Maryland student government representatives on a CBF student leadership course explored downtown Annapolis, interviewing locals and tourists about their thoughts on the Bay. Photo by Allyson Ladley Gibson/CBF Staff.
CBF and MASC Are Helping to Save the Bay by Pairing Leadership and Education
The partnership between the Chesapeake Bay Foundation (CBF) and the Maryland Association of Student Councils (MASC) is the perfect example of how the natural and social worlds in which we live crisscross.
I would describe the relationship between CBF and MASC as one of 'mutualism.' Ecologists use the term 'symbiosis' to refer to the close relationship that two or more organisms have with each other. One type of symbiotic relationship is called 'mutualism.' That is when the organisms interact in a way that is mutually beneficial. Bees and flowers have a mutualistic relationship. Flowers can provide nectar for the bees' food, and the bees transport the pollen to help flowers reproduce.

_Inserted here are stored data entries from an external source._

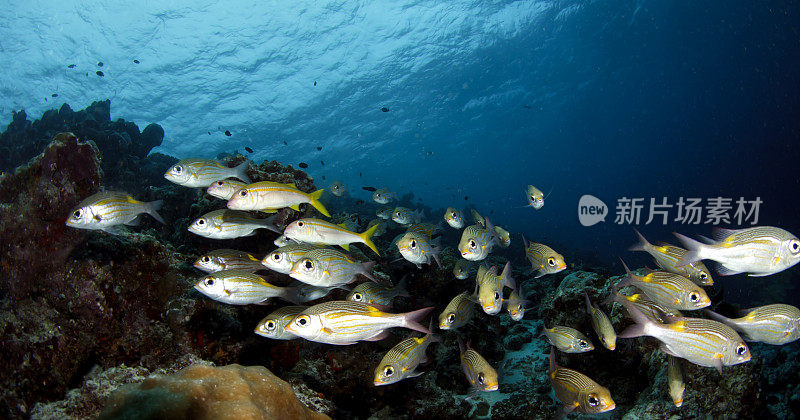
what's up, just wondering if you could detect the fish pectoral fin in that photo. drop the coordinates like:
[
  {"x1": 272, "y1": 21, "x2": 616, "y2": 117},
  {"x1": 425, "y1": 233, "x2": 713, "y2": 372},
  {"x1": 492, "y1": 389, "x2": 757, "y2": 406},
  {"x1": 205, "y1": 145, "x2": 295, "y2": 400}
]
[
  {"x1": 94, "y1": 214, "x2": 102, "y2": 221},
  {"x1": 321, "y1": 327, "x2": 333, "y2": 335},
  {"x1": 714, "y1": 357, "x2": 723, "y2": 374}
]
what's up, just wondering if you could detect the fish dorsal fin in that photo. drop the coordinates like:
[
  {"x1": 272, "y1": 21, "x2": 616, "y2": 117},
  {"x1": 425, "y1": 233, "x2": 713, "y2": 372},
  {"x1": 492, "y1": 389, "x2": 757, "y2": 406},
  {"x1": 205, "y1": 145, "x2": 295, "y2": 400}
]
[{"x1": 712, "y1": 227, "x2": 738, "y2": 243}]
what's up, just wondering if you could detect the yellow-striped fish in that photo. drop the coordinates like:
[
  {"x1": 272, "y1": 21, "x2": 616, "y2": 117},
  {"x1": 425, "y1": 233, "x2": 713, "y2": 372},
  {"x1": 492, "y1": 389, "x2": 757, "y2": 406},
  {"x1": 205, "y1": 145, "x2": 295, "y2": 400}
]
[
  {"x1": 406, "y1": 223, "x2": 441, "y2": 238},
  {"x1": 188, "y1": 209, "x2": 279, "y2": 239},
  {"x1": 458, "y1": 336, "x2": 499, "y2": 396},
  {"x1": 444, "y1": 207, "x2": 465, "y2": 229},
  {"x1": 494, "y1": 226, "x2": 511, "y2": 248},
  {"x1": 65, "y1": 191, "x2": 164, "y2": 234},
  {"x1": 470, "y1": 209, "x2": 485, "y2": 227},
  {"x1": 164, "y1": 159, "x2": 250, "y2": 188},
  {"x1": 505, "y1": 288, "x2": 528, "y2": 321},
  {"x1": 194, "y1": 270, "x2": 299, "y2": 305},
  {"x1": 330, "y1": 181, "x2": 346, "y2": 197},
  {"x1": 476, "y1": 263, "x2": 515, "y2": 315},
  {"x1": 549, "y1": 348, "x2": 615, "y2": 414},
  {"x1": 347, "y1": 277, "x2": 409, "y2": 307},
  {"x1": 607, "y1": 287, "x2": 684, "y2": 324},
  {"x1": 453, "y1": 260, "x2": 471, "y2": 280},
  {"x1": 392, "y1": 207, "x2": 422, "y2": 226},
  {"x1": 206, "y1": 179, "x2": 247, "y2": 200},
  {"x1": 526, "y1": 185, "x2": 545, "y2": 209},
  {"x1": 439, "y1": 292, "x2": 477, "y2": 330},
  {"x1": 261, "y1": 243, "x2": 319, "y2": 274},
  {"x1": 522, "y1": 235, "x2": 566, "y2": 278},
  {"x1": 376, "y1": 207, "x2": 393, "y2": 220},
  {"x1": 705, "y1": 304, "x2": 800, "y2": 345},
  {"x1": 620, "y1": 261, "x2": 710, "y2": 311},
  {"x1": 544, "y1": 325, "x2": 595, "y2": 353},
  {"x1": 193, "y1": 249, "x2": 264, "y2": 273},
  {"x1": 373, "y1": 327, "x2": 440, "y2": 386},
  {"x1": 667, "y1": 356, "x2": 684, "y2": 407},
  {"x1": 226, "y1": 181, "x2": 330, "y2": 217},
  {"x1": 274, "y1": 234, "x2": 297, "y2": 247},
  {"x1": 675, "y1": 226, "x2": 800, "y2": 276},
  {"x1": 630, "y1": 229, "x2": 713, "y2": 286},
  {"x1": 255, "y1": 306, "x2": 307, "y2": 340},
  {"x1": 372, "y1": 188, "x2": 397, "y2": 204},
  {"x1": 284, "y1": 300, "x2": 433, "y2": 345},
  {"x1": 585, "y1": 293, "x2": 616, "y2": 350},
  {"x1": 618, "y1": 299, "x2": 751, "y2": 373},
  {"x1": 284, "y1": 218, "x2": 381, "y2": 256},
  {"x1": 458, "y1": 220, "x2": 499, "y2": 261},
  {"x1": 289, "y1": 248, "x2": 377, "y2": 287},
  {"x1": 397, "y1": 232, "x2": 441, "y2": 269}
]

CBF and MASC have one of these win-win relationships.
MASC is a student-run organization, composed of middle and high school leaders from across the state. They sponsor training sessions, advocate for student rights, hold conferences, and contribute to philanthropies. When MASC selected CBF as its Charity of the Year for 2012, we realized the potential of this relationship Could become much more and last for years to come.
Building a Relationship
Knowing CBF through field experiences on education programs, the leadership of MASC recognized that we could offer their constituents opportunities in learning, service, and leadership training. CBF knows MASC as a well-organized group of motivated students who recognize the importance of the Chesapeake Bay. MASC's members have a domonstrated commitment to environmental issues, centered around an organizational platform supporting the teaching of environmental literacy, promoting the Green Schools program, increasing recycling, and reducing the use of toxic chemicals on school property.
As Charity of the Year, CBF educators traveled across the state delivering workshops and presentations to student groups. Each presentation is part education session and part focus group, sharing the ecology of the Chesapeake and listening to students share their thoughts and experiences on the Bay and local streams and rivers. Through crabbing, boating, or just kicking around outside, the youth of this state have a growing awareness about the environmental legacy they will inherit.
Completing the circle of a mutualistic relationship, CBF invited several members of the MASC Executive Board to Annapolis to help envision a student leadership program. Students and CBF educators then worked together to design a training program that would be in the best interest of students and the Bay. Ideas put on the table included: viral social media outreach, restoration projects, flash mobs, and canoe-based leadership workshops.
As this relationship has progresses, we keep discovering areas where CBF and MASC naturally complement each other. When MASC's Anne Arundel County Chapter organized a Lobby Day to learn about local government, the student Legislative Affairs committee endorsed three environmentally friendly bills and then invited CBF to help teach about lobbying and the environmental significance of the legislation.
There is another player in this mutualist relationship. The Bay itself provides the inspiration for the MASC students, and in the exchange will benefit from the projects, advocacy, and stewardship of an enthusiastic , motivated, and well-informed generation.
~Jeff Rogge is a senior manager for CBF's Education Department. He supervised programs in Maryland, the District of Columbia, and Pennsylvania.